Calculate the Mean Spectrum

  1. Calculate the mean of your 3 replicates using the normalized spectra.
\[\bar{y_i} = \sum_{i=1}^{i=n} \frac{ y_{1,i,normalized} + y_{2,i,normalized} + y_{3,i,normalized} + ... + y_{n,i,normalized}}{n}\]

Calculate the HQI

  1. Calculate the Hit Quality Index according to Eq. 2 in Rodriguez et al (2011):

    \[\text{HQI} = \frac{(\text{Reference} \cdot \text{Sample})^2}{(\text{Sample} \cdot \text{Sample}) \times (\text{Reference} \cdot \text{Reference})}\]

    Be mindful of the difference between “x” (multiplication) and “·” (dot product).

    For any two vectors, $\mathbf{a} = [a_1, a_2, …, a_n]$ and $\mathbf{b} = [b_1, b_2, …, b_n]$, the dot product is:

    \[\mathbf{a} \cdot \mathbf{b} = \sum^{i=n}_{i=1} a_ib_i = a_1b_1 + a_2b_2 + ... + a_nb_n\]
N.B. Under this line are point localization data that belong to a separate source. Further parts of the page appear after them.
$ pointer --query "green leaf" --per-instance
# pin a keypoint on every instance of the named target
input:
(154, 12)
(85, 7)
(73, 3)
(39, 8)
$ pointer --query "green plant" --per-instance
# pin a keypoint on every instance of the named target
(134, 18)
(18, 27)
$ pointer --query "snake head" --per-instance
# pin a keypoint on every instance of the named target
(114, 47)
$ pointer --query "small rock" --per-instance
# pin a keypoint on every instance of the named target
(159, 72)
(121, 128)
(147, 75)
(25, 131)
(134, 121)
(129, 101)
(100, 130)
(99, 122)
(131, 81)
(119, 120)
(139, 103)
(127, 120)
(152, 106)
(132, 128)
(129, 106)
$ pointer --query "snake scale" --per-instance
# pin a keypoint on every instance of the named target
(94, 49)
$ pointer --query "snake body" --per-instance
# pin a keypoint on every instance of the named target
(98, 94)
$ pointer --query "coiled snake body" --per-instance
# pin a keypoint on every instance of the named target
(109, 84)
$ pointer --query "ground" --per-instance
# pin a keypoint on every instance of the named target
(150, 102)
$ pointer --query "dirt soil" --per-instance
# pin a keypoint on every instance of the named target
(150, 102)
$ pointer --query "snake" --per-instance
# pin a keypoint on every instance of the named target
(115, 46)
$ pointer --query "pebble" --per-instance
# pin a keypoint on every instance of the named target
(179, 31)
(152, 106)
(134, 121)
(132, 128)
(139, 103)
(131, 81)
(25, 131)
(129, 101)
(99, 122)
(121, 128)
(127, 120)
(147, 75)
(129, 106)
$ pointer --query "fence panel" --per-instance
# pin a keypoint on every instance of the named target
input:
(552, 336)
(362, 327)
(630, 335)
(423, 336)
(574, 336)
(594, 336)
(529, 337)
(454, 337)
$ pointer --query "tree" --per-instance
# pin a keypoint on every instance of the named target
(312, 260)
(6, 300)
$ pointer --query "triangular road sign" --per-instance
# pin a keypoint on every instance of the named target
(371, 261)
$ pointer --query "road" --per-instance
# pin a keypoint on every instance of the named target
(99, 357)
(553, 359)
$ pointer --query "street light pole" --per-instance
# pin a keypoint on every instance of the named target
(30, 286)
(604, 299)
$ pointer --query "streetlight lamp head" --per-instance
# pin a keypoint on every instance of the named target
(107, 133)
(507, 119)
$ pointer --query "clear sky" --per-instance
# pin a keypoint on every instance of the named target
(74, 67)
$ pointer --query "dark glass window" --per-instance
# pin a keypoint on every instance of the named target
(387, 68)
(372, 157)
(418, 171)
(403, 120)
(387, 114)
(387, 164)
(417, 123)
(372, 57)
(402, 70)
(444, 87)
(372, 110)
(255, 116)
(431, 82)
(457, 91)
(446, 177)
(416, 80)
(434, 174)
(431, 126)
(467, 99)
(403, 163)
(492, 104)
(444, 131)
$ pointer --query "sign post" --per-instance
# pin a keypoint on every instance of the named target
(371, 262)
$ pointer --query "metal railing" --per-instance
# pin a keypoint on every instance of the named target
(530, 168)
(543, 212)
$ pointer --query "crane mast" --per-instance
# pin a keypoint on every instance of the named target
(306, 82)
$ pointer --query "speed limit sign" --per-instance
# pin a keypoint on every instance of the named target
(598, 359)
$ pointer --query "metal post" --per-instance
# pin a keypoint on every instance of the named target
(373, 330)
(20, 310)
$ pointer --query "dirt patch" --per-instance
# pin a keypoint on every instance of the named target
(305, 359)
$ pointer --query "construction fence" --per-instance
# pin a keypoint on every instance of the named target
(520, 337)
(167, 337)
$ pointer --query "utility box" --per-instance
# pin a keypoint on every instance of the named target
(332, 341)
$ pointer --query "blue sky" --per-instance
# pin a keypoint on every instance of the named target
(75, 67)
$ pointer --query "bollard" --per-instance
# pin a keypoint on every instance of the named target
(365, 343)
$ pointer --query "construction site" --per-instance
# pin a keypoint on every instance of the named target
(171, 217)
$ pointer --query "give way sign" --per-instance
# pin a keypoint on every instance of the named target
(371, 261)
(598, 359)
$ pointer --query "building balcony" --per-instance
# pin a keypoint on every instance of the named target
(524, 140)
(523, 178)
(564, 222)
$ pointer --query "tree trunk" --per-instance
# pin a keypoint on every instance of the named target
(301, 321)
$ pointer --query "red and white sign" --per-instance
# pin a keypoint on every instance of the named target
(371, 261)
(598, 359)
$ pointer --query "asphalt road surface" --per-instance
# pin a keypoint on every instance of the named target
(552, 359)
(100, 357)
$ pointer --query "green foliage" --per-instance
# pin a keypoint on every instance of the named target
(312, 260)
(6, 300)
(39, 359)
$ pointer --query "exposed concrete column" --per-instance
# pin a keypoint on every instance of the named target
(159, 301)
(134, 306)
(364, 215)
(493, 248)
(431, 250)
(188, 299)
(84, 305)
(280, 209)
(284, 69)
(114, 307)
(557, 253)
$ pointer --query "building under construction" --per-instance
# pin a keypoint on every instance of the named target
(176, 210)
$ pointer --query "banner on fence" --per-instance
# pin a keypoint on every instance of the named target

    When $\mathbf{a}$ and $\mathbf{b}$ are row vectors the calculation is simply:

    \[\mathbf{a} \cdot \mathbf{b} = \mathbf{a} \times \mathbf{b}^\text{T}\]

    where $\mathbf{b}^\text{T}$ represents the transpose of $\mathbf{b}$, as in:

    \[\mathbf{a} \cdot \mathbf{b} = \mathbf{a} \times \mathbf{b}^\text{T} = [a_1, a_2, ..., a_n] \times \begin{bmatrix} b_{1} \\ b_{2} \\ \vdots \\ b_{m} \end{bmatrix}\]

    Julia does matrix multiplication by default, so this is easily calculated in Julia. Assuming a and b are row vectors, then $\mathbf{a} \cdot \mathbf{b}$ is simply a*b' in Julia (or, equivalently, a*transpose(b)) where the ' operator is identical to calling transpose(b).

    An alternative (more cumbersome!) approach is to use the dot() function from LinearAlgebra.jl, as in using LinearAlgebra; dot(a, b).

    The dot product of two vectors is a scalar (single value); it is sometimes called the scalar product for this reason.

Save & Turn In Your Work

  1. Save your work as a .jl (Julia) file and .html (static HTML).
  2. Attach your .jl, .html, and .csv files to the MS Teams assignment for this lab when turning it in.
You should turn a your complete lab notebook as an .html and .jl file functioning with no errors and (2) your 6 data files in CSV format.